Microsoft and Tierion Team Up to Secure Identities with Bitcoin’s Blockchain
Through Microsoft’s new decentralized identity initiative to give people and organizations control of their identity and related data, Tierion will partner with the tech giant to collaborate on a service that will prove the existence and integrity of data be linking it to a blockchain, announced January 30.
“Tierion is a leader in anchoring data to blockchains,” says Daniel Buchner, Microsoft’s Head of Decentralized Identity. “We’re excited to collaborate with them to advance our decentralized identity initiative. There is great potential to help organizations improve security and reduce compliance costs.”
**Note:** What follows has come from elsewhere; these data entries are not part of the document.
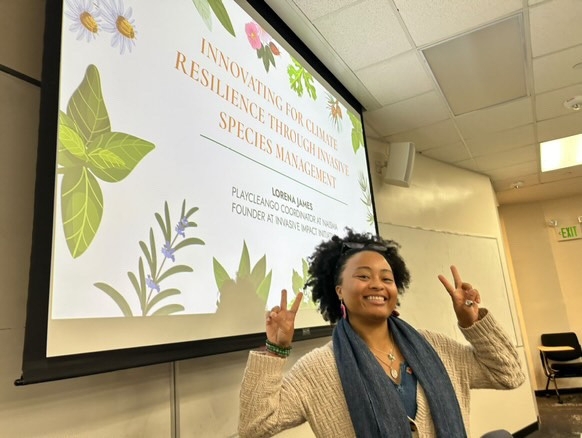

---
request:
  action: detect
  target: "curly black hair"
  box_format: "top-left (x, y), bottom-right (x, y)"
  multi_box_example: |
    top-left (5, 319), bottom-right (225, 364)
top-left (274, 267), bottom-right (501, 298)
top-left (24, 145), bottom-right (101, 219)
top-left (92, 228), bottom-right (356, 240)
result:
top-left (305, 228), bottom-right (410, 323)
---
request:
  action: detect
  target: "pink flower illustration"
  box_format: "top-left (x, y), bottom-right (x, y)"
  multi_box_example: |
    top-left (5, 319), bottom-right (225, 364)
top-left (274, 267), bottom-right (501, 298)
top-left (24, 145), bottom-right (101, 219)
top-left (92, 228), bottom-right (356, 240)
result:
top-left (245, 22), bottom-right (263, 50)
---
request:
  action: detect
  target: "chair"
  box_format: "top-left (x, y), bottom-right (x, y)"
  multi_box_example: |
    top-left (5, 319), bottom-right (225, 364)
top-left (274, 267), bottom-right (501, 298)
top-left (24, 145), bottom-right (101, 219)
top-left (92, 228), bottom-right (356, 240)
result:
top-left (538, 332), bottom-right (582, 403)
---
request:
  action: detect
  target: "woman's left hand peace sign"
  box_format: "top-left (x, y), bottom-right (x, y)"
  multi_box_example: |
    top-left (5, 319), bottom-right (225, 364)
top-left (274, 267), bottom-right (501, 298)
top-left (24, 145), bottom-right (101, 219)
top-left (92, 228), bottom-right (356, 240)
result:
top-left (439, 265), bottom-right (481, 328)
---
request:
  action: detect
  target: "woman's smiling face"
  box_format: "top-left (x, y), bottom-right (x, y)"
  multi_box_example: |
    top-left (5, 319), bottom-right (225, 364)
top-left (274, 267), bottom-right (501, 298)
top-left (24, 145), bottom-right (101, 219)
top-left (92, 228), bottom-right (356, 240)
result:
top-left (336, 250), bottom-right (398, 322)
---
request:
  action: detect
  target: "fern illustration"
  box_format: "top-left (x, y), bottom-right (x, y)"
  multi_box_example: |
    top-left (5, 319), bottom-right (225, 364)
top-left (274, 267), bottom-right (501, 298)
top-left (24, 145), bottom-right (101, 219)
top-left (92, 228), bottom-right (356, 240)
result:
top-left (192, 0), bottom-right (236, 37)
top-left (213, 241), bottom-right (272, 321)
top-left (358, 172), bottom-right (374, 225)
top-left (289, 259), bottom-right (316, 309)
top-left (57, 65), bottom-right (155, 258)
top-left (94, 200), bottom-right (205, 317)
top-left (287, 57), bottom-right (317, 100)
top-left (348, 111), bottom-right (364, 153)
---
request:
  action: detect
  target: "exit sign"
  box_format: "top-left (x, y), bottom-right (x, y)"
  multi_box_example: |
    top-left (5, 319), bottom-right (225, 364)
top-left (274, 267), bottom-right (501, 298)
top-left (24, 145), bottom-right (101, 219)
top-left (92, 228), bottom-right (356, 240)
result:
top-left (556, 224), bottom-right (582, 241)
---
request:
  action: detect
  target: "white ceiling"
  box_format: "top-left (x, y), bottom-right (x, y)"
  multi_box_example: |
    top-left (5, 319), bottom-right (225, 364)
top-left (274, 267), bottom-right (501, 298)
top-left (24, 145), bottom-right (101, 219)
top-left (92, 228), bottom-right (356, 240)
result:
top-left (266, 0), bottom-right (582, 204)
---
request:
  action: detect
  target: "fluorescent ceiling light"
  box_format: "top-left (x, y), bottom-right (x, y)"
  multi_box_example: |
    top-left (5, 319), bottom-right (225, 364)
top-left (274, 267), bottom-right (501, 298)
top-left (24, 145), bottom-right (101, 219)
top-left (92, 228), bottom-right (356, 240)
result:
top-left (540, 134), bottom-right (582, 172)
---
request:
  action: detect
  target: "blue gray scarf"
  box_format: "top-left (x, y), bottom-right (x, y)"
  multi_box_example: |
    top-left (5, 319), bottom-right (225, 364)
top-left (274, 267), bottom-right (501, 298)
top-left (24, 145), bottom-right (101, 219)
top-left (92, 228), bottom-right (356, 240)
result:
top-left (333, 316), bottom-right (467, 438)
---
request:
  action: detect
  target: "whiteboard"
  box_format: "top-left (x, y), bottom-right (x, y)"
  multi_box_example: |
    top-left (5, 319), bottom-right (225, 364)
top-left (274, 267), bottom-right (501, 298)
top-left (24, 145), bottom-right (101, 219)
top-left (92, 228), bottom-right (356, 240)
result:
top-left (379, 224), bottom-right (522, 345)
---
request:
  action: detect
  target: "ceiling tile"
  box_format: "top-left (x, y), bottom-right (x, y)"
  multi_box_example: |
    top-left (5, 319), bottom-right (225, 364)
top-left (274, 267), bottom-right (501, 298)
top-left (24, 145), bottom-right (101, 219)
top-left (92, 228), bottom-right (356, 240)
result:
top-left (292, 0), bottom-right (359, 21)
top-left (314, 0), bottom-right (412, 70)
top-left (487, 158), bottom-right (539, 181)
top-left (538, 111), bottom-right (582, 142)
top-left (356, 51), bottom-right (434, 106)
top-left (465, 124), bottom-right (536, 157)
top-left (536, 84), bottom-right (582, 120)
top-left (423, 16), bottom-right (527, 115)
top-left (455, 98), bottom-right (533, 138)
top-left (493, 171), bottom-right (540, 191)
top-left (385, 119), bottom-right (461, 151)
top-left (364, 91), bottom-right (449, 136)
top-left (533, 45), bottom-right (582, 93)
top-left (529, 0), bottom-right (582, 58)
top-left (422, 142), bottom-right (471, 163)
top-left (455, 158), bottom-right (481, 172)
top-left (394, 0), bottom-right (522, 46)
top-left (475, 145), bottom-right (537, 172)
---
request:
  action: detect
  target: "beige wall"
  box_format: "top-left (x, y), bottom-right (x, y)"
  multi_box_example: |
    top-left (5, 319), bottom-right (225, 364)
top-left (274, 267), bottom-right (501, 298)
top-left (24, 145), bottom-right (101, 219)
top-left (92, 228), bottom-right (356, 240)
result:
top-left (499, 196), bottom-right (582, 389)
top-left (0, 0), bottom-right (540, 438)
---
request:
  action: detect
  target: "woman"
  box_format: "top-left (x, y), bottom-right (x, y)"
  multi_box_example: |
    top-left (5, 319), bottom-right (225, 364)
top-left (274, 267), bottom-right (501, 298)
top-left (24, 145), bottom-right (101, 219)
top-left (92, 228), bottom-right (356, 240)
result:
top-left (239, 229), bottom-right (524, 438)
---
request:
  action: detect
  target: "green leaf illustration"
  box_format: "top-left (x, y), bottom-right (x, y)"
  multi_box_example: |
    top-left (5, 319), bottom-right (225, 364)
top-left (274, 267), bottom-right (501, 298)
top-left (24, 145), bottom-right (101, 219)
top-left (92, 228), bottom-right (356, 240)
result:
top-left (257, 271), bottom-right (273, 302)
top-left (127, 268), bottom-right (146, 314)
top-left (348, 111), bottom-right (364, 153)
top-left (208, 0), bottom-right (236, 37)
top-left (139, 240), bottom-right (156, 272)
top-left (287, 58), bottom-right (317, 100)
top-left (67, 65), bottom-right (111, 144)
top-left (291, 269), bottom-right (304, 294)
top-left (150, 228), bottom-right (158, 272)
top-left (95, 283), bottom-right (133, 316)
top-left (59, 125), bottom-right (89, 161)
top-left (236, 242), bottom-right (251, 281)
top-left (96, 200), bottom-right (205, 316)
top-left (174, 237), bottom-right (204, 251)
top-left (61, 167), bottom-right (103, 258)
top-left (192, 0), bottom-right (212, 30)
top-left (155, 213), bottom-right (172, 242)
top-left (88, 132), bottom-right (155, 182)
top-left (88, 148), bottom-right (126, 170)
top-left (164, 201), bottom-right (172, 242)
top-left (187, 207), bottom-right (198, 217)
top-left (157, 265), bottom-right (194, 283)
top-left (145, 289), bottom-right (180, 314)
top-left (250, 255), bottom-right (267, 289)
top-left (152, 304), bottom-right (184, 316)
top-left (212, 257), bottom-right (231, 291)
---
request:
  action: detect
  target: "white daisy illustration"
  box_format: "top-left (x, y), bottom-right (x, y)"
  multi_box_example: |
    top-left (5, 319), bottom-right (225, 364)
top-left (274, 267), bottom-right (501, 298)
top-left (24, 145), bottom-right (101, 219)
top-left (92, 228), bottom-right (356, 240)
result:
top-left (65, 0), bottom-right (100, 42)
top-left (100, 0), bottom-right (137, 55)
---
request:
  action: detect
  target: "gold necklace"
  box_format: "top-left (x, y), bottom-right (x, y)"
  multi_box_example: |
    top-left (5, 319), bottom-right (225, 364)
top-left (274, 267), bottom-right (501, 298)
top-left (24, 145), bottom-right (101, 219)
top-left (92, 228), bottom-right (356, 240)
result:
top-left (370, 343), bottom-right (398, 380)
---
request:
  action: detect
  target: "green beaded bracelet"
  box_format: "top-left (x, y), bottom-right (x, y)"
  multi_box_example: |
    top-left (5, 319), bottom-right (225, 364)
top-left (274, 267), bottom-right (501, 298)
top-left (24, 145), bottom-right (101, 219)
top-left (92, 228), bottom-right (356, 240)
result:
top-left (265, 339), bottom-right (291, 357)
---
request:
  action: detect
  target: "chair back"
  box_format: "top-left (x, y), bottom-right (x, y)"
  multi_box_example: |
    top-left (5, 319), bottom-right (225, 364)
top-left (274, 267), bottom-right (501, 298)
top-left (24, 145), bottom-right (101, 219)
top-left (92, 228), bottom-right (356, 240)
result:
top-left (542, 332), bottom-right (582, 361)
Microsoft, with help from Tierion, will build technology “that lets users sign data, claims, or agreements with their identities.” The resulting data from these sort of transactions are called “attestations,” and the two companies are also developing a service to generate, manage, and validate these attestations.
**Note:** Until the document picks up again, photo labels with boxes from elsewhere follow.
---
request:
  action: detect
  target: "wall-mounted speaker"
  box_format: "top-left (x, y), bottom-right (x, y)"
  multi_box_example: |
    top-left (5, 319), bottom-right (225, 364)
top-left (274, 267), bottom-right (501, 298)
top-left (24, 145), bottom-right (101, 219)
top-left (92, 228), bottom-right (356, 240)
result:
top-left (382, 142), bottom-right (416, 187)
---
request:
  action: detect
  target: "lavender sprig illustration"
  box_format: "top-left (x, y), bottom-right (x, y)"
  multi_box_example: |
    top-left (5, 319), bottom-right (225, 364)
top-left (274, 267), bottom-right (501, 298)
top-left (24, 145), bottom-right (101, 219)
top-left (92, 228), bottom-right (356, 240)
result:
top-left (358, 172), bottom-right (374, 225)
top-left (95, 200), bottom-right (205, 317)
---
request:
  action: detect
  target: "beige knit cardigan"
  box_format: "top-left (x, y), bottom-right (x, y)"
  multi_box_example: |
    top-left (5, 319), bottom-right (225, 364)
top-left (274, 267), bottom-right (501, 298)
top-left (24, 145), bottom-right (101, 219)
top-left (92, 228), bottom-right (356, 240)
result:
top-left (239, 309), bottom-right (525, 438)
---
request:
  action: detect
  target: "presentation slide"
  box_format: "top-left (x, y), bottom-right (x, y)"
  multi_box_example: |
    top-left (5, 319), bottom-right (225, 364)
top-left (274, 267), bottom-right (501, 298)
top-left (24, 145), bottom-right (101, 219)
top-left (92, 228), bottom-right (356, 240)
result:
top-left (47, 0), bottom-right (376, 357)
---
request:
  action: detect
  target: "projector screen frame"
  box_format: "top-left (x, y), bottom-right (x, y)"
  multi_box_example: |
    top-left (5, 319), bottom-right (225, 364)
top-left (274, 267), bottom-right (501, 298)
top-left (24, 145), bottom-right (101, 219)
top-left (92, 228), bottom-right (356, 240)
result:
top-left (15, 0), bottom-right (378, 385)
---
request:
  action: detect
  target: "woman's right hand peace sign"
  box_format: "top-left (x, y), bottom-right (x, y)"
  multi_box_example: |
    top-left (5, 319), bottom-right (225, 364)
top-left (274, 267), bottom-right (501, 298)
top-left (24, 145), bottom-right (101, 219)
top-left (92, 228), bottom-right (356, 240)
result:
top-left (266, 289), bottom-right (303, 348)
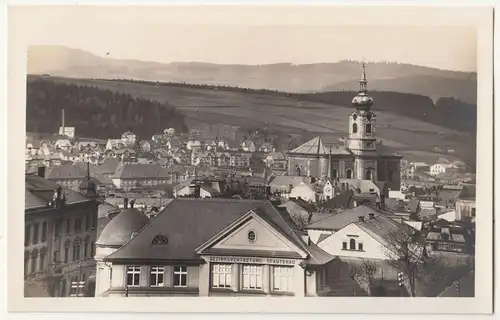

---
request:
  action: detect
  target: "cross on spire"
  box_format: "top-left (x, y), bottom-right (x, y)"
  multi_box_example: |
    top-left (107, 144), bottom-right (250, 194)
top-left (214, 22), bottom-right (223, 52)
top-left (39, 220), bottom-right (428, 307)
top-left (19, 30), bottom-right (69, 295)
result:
top-left (359, 61), bottom-right (368, 92)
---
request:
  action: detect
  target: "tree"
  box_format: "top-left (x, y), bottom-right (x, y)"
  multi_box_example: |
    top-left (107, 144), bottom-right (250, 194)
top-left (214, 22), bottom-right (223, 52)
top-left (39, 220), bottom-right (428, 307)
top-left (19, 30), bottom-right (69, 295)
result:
top-left (384, 229), bottom-right (430, 297)
top-left (362, 260), bottom-right (377, 296)
top-left (347, 263), bottom-right (363, 296)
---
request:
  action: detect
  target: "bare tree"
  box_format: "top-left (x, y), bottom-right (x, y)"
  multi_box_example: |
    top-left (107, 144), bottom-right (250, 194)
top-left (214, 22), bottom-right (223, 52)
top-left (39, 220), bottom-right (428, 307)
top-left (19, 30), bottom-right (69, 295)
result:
top-left (347, 263), bottom-right (363, 296)
top-left (362, 260), bottom-right (377, 296)
top-left (384, 229), bottom-right (428, 297)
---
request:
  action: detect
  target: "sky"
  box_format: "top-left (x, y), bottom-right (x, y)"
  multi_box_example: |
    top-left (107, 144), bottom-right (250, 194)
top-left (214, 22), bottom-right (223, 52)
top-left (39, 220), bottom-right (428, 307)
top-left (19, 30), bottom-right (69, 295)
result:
top-left (13, 5), bottom-right (477, 71)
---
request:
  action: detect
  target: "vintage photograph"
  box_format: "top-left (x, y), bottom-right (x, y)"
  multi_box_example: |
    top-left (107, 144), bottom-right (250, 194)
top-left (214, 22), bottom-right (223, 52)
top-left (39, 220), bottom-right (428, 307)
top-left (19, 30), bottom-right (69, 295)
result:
top-left (6, 3), bottom-right (491, 314)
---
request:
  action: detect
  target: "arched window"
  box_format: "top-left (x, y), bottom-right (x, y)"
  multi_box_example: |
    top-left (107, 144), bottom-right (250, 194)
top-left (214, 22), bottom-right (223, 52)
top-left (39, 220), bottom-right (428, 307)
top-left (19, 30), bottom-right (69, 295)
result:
top-left (365, 123), bottom-right (372, 134)
top-left (345, 169), bottom-right (352, 179)
top-left (332, 169), bottom-right (337, 179)
top-left (295, 165), bottom-right (302, 177)
top-left (24, 251), bottom-right (30, 277)
top-left (152, 234), bottom-right (168, 244)
top-left (31, 249), bottom-right (38, 273)
top-left (365, 169), bottom-right (373, 180)
top-left (349, 239), bottom-right (356, 250)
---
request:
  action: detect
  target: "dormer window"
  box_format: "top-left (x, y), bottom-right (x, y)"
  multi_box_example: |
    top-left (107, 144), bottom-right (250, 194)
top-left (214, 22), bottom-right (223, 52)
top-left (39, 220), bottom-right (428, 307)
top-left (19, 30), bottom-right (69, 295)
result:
top-left (152, 235), bottom-right (168, 245)
top-left (248, 230), bottom-right (257, 243)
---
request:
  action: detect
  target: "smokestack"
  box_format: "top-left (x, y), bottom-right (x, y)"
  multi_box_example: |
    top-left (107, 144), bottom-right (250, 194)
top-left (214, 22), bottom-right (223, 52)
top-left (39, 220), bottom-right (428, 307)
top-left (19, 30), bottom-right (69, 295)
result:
top-left (61, 109), bottom-right (66, 135)
top-left (38, 166), bottom-right (45, 178)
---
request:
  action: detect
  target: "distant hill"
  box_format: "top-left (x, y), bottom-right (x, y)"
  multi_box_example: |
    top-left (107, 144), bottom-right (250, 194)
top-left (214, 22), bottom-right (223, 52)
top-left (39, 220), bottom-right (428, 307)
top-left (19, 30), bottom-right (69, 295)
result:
top-left (26, 78), bottom-right (187, 139)
top-left (27, 76), bottom-right (476, 169)
top-left (28, 46), bottom-right (477, 104)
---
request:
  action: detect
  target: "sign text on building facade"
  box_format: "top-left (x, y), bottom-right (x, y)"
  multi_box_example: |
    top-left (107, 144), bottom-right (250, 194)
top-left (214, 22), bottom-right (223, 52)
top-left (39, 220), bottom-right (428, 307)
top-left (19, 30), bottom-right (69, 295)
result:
top-left (210, 256), bottom-right (295, 265)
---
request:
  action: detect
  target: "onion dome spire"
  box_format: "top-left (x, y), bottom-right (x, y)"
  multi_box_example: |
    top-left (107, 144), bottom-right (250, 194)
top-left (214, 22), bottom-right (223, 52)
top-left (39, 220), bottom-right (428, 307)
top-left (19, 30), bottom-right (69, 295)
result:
top-left (352, 62), bottom-right (373, 111)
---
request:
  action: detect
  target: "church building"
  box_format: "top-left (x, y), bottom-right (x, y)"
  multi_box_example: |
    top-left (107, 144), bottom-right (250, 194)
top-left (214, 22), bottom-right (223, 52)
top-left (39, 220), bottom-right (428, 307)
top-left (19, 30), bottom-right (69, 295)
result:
top-left (288, 63), bottom-right (402, 190)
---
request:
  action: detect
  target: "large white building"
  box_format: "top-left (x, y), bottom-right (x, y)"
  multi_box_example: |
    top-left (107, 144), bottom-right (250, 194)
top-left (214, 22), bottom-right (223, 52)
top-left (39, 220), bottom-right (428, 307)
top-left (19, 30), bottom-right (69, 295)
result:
top-left (95, 199), bottom-right (334, 297)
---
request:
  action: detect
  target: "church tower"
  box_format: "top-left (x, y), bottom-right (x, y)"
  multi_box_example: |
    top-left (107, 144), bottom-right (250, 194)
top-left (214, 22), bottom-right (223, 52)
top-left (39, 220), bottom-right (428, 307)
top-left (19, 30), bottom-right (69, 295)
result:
top-left (347, 62), bottom-right (377, 180)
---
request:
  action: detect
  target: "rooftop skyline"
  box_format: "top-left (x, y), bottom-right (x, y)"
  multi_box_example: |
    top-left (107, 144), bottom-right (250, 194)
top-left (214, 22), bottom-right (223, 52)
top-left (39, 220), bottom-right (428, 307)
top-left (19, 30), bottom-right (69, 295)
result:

Through utilizing the blockchain to anchor data points to transactions, attestations will be kept secure yet still able to be accessed by users. This level of self-sovereign identity is much sought after in many sectors of industry and proves to have immediate applications in several large areas.
Such areas would include companies and industries that need to determine data has not been tampered with to ensure validity such as healthcare, financial institutions like banks, and insurance. Tierion would link this data using the Chainpoint protocol, and tether several million data points to a single transaction. This allows Tierion to utilize the resilience and security of the Bitcoin blockchain while mitigating the slow throughput (approximately four transactions per second) that is plaguing Bitcoin in its current network state.
“Working with Microsoft helps us further our goal of building a global proof engine,” says Tierion CEO, Wayne Vaughan. “For many use cases, it’s better to link your existing systems to the blockchain instead of building your own blockchain. We were thrilled when Microsoft approached us about working together.”
As Vaughan has stated, unless one is seeking a very specific and specialized application for use on the blockchain, it is usually a better and more efficient use of time to just connect to the Bitcoin blockchain instead of developing your own. No other blockchain rivals the amount of computational power devoted to securing Bitcoin’s, and the resources saved by forgoing development of a specialized blockchain can go elsewhere, useful for cash-strapped startups.